Using the validation plugin made it very quick and easy to add clientside validation to my forms. This doesn’t replace serverside validation but it means that you can inform your users of their errors and give them meaningful feedback quickly. One thing that I would love to see added to the validation plugin is some sort of hooks for when the error message is shown and hidden. I wanted my errors to animate nicely into and out of existence. I managed to hack in a slideDown on the appear by abusing the errorPlacement callback but I wasn’t able to animate the disappearance of the element.

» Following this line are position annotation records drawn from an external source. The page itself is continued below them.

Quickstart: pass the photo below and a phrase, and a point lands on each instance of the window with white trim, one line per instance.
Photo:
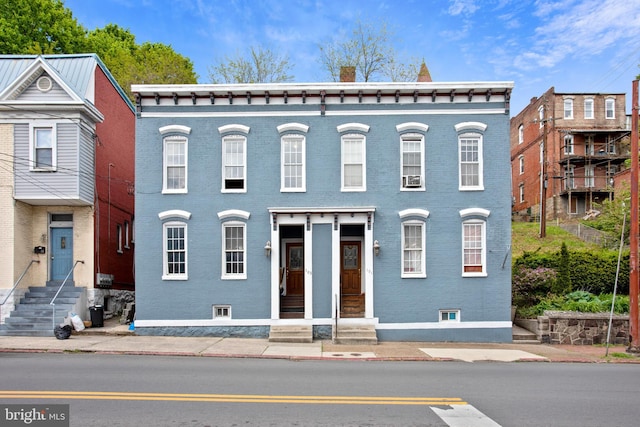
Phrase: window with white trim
(175, 164)
(520, 134)
(449, 315)
(568, 108)
(589, 176)
(234, 160)
(470, 158)
(521, 164)
(412, 158)
(541, 116)
(127, 233)
(589, 145)
(234, 250)
(568, 144)
(610, 108)
(413, 249)
(119, 234)
(569, 174)
(353, 162)
(474, 248)
(588, 108)
(43, 153)
(174, 253)
(521, 191)
(222, 312)
(293, 173)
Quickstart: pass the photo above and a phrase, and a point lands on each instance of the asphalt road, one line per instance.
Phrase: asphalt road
(117, 390)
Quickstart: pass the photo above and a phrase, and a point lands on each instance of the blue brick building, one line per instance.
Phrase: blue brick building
(384, 205)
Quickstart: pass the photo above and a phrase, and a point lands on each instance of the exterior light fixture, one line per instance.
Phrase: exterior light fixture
(376, 247)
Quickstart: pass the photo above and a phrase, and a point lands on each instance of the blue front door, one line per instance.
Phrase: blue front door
(61, 252)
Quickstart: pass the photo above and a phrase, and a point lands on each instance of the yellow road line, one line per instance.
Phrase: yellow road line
(238, 398)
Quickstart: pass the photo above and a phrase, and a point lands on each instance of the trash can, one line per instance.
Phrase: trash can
(97, 316)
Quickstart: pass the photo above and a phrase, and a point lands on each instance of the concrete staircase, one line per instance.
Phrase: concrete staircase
(33, 314)
(291, 333)
(356, 334)
(522, 336)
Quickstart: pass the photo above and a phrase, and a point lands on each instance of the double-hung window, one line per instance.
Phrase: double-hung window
(610, 108)
(588, 108)
(412, 146)
(474, 242)
(568, 144)
(175, 164)
(234, 244)
(470, 152)
(353, 163)
(413, 249)
(413, 240)
(473, 251)
(234, 160)
(175, 251)
(568, 108)
(43, 147)
(293, 163)
(470, 157)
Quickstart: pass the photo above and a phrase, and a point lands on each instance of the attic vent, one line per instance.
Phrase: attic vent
(44, 84)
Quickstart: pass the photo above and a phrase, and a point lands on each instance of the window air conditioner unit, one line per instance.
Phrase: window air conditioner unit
(412, 180)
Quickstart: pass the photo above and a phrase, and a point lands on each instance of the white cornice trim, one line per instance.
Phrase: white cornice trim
(412, 126)
(414, 212)
(474, 212)
(298, 127)
(175, 128)
(233, 213)
(234, 128)
(174, 213)
(353, 127)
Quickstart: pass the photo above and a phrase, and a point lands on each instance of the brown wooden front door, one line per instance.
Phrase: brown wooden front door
(295, 269)
(351, 296)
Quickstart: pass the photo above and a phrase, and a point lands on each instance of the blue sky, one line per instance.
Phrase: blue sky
(573, 45)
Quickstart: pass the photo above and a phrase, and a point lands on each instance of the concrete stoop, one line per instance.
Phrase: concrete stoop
(356, 335)
(291, 333)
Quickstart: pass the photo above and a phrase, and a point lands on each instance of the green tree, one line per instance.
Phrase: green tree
(370, 49)
(259, 65)
(39, 27)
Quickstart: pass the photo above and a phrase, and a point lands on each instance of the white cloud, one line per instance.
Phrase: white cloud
(570, 29)
(463, 7)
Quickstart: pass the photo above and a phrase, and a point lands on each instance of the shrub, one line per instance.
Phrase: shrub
(531, 285)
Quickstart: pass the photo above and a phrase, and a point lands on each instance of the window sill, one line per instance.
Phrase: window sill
(175, 277)
(235, 277)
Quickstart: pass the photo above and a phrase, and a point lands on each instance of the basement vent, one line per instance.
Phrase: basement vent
(44, 84)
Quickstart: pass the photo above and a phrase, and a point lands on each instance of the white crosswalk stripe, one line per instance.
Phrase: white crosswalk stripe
(463, 416)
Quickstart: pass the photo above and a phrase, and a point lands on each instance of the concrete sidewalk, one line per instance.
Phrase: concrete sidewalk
(114, 338)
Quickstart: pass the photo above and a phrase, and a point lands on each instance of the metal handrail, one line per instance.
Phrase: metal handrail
(16, 285)
(52, 303)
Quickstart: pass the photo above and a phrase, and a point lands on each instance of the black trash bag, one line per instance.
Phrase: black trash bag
(62, 332)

The code related to the validation plugin looks like this:

$forms = $('.validated-form');
if ($forms.length) {
 
   $forms.validate(
      {
         errorPlacement: function(error, element)
            {
               element.after(error);
               error.hide().slideDown();
            }
      }
   );  
}

Note that I only try and call the validate method where I find forms with a class of validated-form. This is because I use the same javascript throughout my site but I only include the validate plugin (and add the validated-form class to forms) on pages where it is required. I would get errors complaining that the validate method couldn’t be found if I didn’t have the check.

Tooltips

Another easy one thanks to the jquery.simpletip plugin. None of the examples on that page seem to use the tooltip in a particularly gracefully degrading way though. In my case I decided to use the title element of the items I was creating a tooltip for to hold the text of the tooltip. This means that without javascript enabled people will still see (less pretty) tooltips. The code is very simple, it grabs the value of the title and passes it into the simpletip initialiser. We also need to remember to empty the title attribute so that the browser doesn’t display it’s tooltip as well as ours.

$('.tt').each(
   function()
   {
      var $tt = $(this);
      $tt.simpletip(
         $tt.attr('title'),
         {
            hook: {
               tooltip: 'topLeft',
               target: 'bottomLeft'
            },
            offset: [20, -5],
            stem: {
               corner: 'topLeft',
               color: '#000',
               size: 15
            }
         }
      ).attr('title', '');
   }
);

FAQs accordian

For the FAQs page I wanted to make it easy for people to scan the questions and then click on the one they wanted the answer for. And jquery made it really easy to add a bit of animation to this too. As an added extra I also add a CSS class to the relevant question heading which changes the direction of the arrow besides it. The answers are hidden by javascript on document ready so users without javascript will just see a normal list of questions followed by answers.

var $h2;
var $answer;
$('.answer').hide();
$('#faq h2').bind(
   'click',
   function()
   {
      if ($h2 && $h2[0] != this) {
         $answer.slideUp();
         $h2.removeClass('open');
      }
      $h2 = $(this);
      $answer = $h2.next();
      $answer.slideDown();
      $h2.addClass('open');
   }
)

Message for IE6 users

I spent a little bit of time making sure that the site was at least usable in IE6. But I didn’t want to waste too much time making sure everything looked perfect. So I decided to add a little message to the top of every page which encourages IE6 users to upgrade their browser. This way they are at least aware why things don’t look quite right and they can’t complain. Luckily, IE6 is a (slowly) dying beast and will be used by a very small proportion of the site’s target audience (developers who are using Adobe AIR).

Summary

So that’s a quick description of some of the simple steps we took to make the website as beautiful and easy to use as possible for people on modern browsers while making sure it is still accessible and available to people using older browsers or who have javascript disabled (for whatever reason).

With the tools and information web developers have at their disposal these days it is so easy to build a site in this manner that there really is no excuse for sites which are completely broken with javascript disabled. Hopefully these simple examples illustrate the some of the concepts behind progressive enhancement.